Сергей Лойко - Аэропорт
Люди смущаются, не доверяя своим предчувствиям, и почти никогда не способны вовремя перевести на человеческий язык эту мистическую азбуку Морзе. Не слышат угрозы, не внимают предупреждению свыше, сбоку или снизу...
Когда менты, одетые во все черное, опустили свои забрала, подняли щиты и дубинки в боевое положение и клином двинулись на студентов, Алексей сразу сообразил, что ему нужно делать. Он побежал за ними. При этом он осознавал, что в полученных им сигналах было еще нечто, гораздо более важное и значимое, чем избиение, которое через секунды началось в объективе его камеры.
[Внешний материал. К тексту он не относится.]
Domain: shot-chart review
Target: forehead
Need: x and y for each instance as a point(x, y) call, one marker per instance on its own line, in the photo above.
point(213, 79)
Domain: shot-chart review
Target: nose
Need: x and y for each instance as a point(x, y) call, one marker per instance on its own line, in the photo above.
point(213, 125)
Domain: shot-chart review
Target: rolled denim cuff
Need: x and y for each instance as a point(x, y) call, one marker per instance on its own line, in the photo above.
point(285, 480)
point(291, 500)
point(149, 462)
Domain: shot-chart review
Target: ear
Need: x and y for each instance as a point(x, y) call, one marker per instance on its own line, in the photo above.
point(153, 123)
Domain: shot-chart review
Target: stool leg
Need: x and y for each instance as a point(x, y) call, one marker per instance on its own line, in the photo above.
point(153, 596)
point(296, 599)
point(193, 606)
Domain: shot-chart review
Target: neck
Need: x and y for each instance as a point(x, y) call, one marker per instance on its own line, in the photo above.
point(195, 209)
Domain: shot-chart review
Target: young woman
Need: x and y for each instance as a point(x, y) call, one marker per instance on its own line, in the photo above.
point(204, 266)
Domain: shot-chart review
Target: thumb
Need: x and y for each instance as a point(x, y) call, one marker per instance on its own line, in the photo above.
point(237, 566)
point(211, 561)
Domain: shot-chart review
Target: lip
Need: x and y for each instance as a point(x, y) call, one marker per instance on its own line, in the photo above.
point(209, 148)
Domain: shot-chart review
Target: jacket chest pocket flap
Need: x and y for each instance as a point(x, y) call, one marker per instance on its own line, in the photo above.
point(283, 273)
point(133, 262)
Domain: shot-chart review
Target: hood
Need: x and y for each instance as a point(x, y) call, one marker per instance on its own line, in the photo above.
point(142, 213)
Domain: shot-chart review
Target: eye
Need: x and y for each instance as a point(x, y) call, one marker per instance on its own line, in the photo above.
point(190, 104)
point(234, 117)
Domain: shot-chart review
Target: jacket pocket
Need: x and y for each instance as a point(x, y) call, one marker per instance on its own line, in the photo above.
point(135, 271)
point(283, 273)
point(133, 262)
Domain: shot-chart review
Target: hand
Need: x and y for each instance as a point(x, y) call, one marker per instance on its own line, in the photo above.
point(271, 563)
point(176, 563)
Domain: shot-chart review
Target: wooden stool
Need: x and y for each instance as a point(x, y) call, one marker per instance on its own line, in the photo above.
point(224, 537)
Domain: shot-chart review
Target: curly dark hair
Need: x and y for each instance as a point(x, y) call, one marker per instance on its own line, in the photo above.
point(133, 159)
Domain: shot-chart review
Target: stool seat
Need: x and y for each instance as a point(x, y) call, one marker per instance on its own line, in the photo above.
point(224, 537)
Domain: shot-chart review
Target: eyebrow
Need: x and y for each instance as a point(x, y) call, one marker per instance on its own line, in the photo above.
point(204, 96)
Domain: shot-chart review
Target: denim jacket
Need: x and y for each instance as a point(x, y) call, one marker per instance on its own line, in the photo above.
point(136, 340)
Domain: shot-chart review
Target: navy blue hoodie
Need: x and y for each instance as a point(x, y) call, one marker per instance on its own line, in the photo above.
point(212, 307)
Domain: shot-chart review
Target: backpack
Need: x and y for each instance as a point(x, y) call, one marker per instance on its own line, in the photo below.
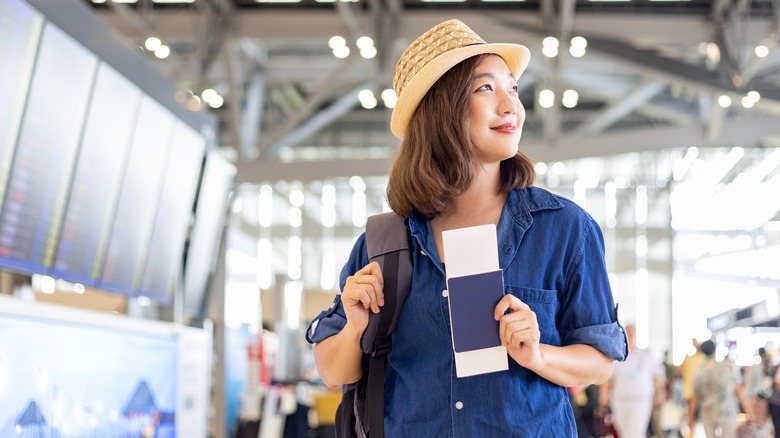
point(361, 411)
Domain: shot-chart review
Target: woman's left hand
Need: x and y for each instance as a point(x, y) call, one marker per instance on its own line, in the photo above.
point(518, 330)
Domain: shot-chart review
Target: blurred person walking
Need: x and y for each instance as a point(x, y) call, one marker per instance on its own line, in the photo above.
point(631, 391)
point(718, 390)
point(758, 388)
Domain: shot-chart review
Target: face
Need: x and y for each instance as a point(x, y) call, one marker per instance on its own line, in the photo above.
point(497, 116)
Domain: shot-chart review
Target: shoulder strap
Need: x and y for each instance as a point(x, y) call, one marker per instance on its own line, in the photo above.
point(388, 243)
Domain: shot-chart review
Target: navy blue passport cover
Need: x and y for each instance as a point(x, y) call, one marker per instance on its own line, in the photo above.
point(472, 301)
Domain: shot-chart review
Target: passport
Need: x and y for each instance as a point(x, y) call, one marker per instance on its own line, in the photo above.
point(472, 300)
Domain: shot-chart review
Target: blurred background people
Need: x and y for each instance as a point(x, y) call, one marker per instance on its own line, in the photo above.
point(630, 393)
point(718, 391)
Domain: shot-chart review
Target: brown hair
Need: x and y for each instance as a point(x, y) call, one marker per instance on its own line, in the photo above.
point(437, 161)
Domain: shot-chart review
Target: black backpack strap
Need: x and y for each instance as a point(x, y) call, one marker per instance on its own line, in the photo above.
point(388, 243)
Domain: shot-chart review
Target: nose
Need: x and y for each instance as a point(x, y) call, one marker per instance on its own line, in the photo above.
point(508, 104)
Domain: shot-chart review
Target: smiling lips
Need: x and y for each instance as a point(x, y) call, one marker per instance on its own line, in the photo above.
point(506, 128)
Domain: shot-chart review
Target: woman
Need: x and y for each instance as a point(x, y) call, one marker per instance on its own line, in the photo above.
point(460, 120)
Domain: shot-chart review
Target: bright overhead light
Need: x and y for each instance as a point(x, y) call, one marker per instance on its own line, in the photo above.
point(550, 47)
point(762, 51)
point(216, 101)
point(208, 94)
point(162, 52)
point(570, 98)
point(152, 43)
point(336, 41)
point(389, 98)
point(546, 98)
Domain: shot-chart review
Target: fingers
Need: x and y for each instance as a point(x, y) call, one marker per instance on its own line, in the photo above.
point(519, 327)
point(365, 287)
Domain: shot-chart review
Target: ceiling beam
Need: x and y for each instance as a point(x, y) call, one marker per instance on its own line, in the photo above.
point(739, 131)
point(323, 118)
point(619, 108)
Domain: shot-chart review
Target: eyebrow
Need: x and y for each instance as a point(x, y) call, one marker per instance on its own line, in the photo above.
point(491, 76)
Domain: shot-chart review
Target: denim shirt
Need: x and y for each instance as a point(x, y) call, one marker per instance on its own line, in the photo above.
point(552, 254)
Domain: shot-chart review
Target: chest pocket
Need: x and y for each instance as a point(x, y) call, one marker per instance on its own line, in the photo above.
point(544, 303)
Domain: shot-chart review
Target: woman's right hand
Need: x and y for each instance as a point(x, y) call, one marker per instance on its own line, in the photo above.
point(363, 292)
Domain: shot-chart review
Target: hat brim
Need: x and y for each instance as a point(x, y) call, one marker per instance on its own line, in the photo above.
point(516, 57)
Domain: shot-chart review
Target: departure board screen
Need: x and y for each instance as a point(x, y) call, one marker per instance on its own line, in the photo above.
point(210, 214)
point(138, 197)
point(45, 153)
point(166, 249)
point(20, 30)
point(99, 169)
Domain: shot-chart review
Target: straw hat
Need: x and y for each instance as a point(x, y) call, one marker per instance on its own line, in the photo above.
point(433, 54)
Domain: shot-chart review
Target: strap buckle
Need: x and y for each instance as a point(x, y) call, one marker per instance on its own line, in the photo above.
point(382, 347)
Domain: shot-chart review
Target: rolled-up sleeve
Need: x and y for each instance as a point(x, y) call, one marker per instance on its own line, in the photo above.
point(332, 320)
point(589, 311)
point(610, 339)
point(327, 323)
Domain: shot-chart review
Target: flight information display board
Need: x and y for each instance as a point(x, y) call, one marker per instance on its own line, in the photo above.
point(20, 30)
point(166, 249)
point(138, 198)
point(45, 153)
point(95, 188)
point(210, 214)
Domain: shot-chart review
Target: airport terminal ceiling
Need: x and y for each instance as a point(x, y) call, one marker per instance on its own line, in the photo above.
point(654, 74)
point(670, 109)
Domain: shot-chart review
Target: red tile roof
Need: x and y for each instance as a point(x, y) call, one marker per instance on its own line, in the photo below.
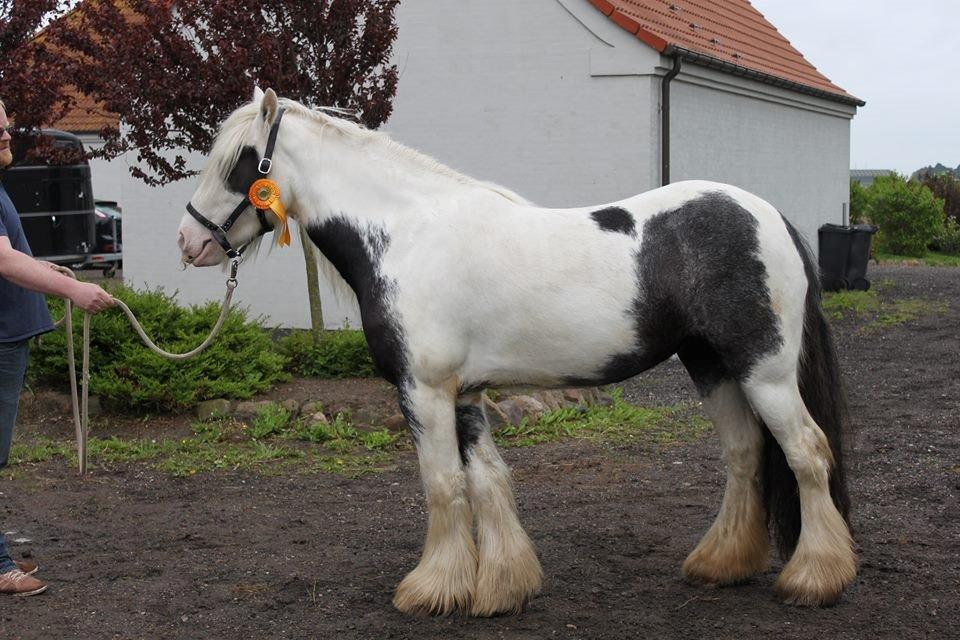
point(728, 34)
point(86, 117)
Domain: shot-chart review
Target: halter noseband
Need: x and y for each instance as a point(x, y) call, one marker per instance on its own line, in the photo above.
point(219, 231)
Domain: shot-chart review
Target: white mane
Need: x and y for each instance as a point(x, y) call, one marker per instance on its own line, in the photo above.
point(236, 129)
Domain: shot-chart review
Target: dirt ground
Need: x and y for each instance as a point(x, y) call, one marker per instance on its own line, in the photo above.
point(134, 553)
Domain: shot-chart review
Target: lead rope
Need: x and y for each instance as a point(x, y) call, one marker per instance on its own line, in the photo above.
point(81, 417)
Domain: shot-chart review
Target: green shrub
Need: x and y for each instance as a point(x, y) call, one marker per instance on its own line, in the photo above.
point(125, 374)
point(340, 354)
point(907, 213)
point(948, 238)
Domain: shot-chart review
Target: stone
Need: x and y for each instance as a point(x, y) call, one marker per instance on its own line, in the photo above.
point(310, 407)
point(211, 409)
point(396, 423)
point(292, 406)
point(495, 416)
point(549, 400)
point(573, 396)
point(318, 417)
point(249, 409)
point(511, 411)
point(532, 408)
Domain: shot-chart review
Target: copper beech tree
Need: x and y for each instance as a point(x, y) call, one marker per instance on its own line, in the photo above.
point(32, 75)
point(173, 70)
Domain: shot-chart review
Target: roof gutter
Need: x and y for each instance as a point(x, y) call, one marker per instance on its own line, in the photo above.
point(665, 119)
point(704, 60)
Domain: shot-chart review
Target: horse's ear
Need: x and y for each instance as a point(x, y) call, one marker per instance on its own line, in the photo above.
point(268, 106)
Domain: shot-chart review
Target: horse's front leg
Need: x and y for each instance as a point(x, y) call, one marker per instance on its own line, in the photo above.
point(446, 576)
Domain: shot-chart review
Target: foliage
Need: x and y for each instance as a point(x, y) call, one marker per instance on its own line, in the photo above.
point(622, 422)
point(339, 354)
point(174, 71)
point(268, 445)
point(875, 312)
point(124, 373)
point(907, 213)
point(270, 419)
point(947, 239)
point(341, 436)
point(945, 186)
point(859, 200)
point(33, 74)
point(930, 259)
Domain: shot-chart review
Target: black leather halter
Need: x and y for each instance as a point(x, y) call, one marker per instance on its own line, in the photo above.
point(219, 231)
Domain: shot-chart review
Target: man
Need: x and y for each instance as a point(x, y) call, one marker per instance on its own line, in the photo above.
point(23, 315)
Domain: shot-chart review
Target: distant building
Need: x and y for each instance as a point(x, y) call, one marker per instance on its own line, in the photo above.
point(569, 103)
point(866, 176)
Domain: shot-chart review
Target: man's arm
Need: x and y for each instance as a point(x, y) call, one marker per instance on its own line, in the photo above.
point(21, 269)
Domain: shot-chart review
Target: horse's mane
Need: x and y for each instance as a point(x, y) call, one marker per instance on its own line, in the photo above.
point(234, 130)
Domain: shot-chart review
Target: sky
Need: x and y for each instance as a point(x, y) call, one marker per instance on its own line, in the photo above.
point(901, 58)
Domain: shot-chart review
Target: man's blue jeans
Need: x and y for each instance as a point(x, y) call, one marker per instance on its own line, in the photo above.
point(13, 364)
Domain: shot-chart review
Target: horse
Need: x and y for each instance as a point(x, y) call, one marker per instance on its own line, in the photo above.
point(464, 285)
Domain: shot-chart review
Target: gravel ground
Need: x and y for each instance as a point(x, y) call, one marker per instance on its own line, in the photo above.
point(132, 553)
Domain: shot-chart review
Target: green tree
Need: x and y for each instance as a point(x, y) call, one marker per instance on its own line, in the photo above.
point(908, 215)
«Беркутовцы» работали молча, по-деловому быстро и сосредоточенно. Беззащитные молодые люди пытались бежать, сбивая друг друга с ног. Дубинки методично поднимались и опускались, впиваясь в плоть, ломая кости, разбивая головы. Берцы - высокие армейские бутсы с тупыми коваными носками — смачно и с оттяжкой соприкасались с телами, руками, ногами и головами тех, кто упал, без разбору.
Алексей вдруг почувствовал какие‑то брызги у себя на лице, провел левой рукой по щеке, отвел руку и увидел кровь.
Он остановился на секунду, тыльной стороной ладони поспешно вытер лицо и... увидел ее.
Она сидела на коленях, выпрямившись и откинувшись немного назад, то запрокидывая голову, то покачивая ею из стороны в сторону, словно в трансе.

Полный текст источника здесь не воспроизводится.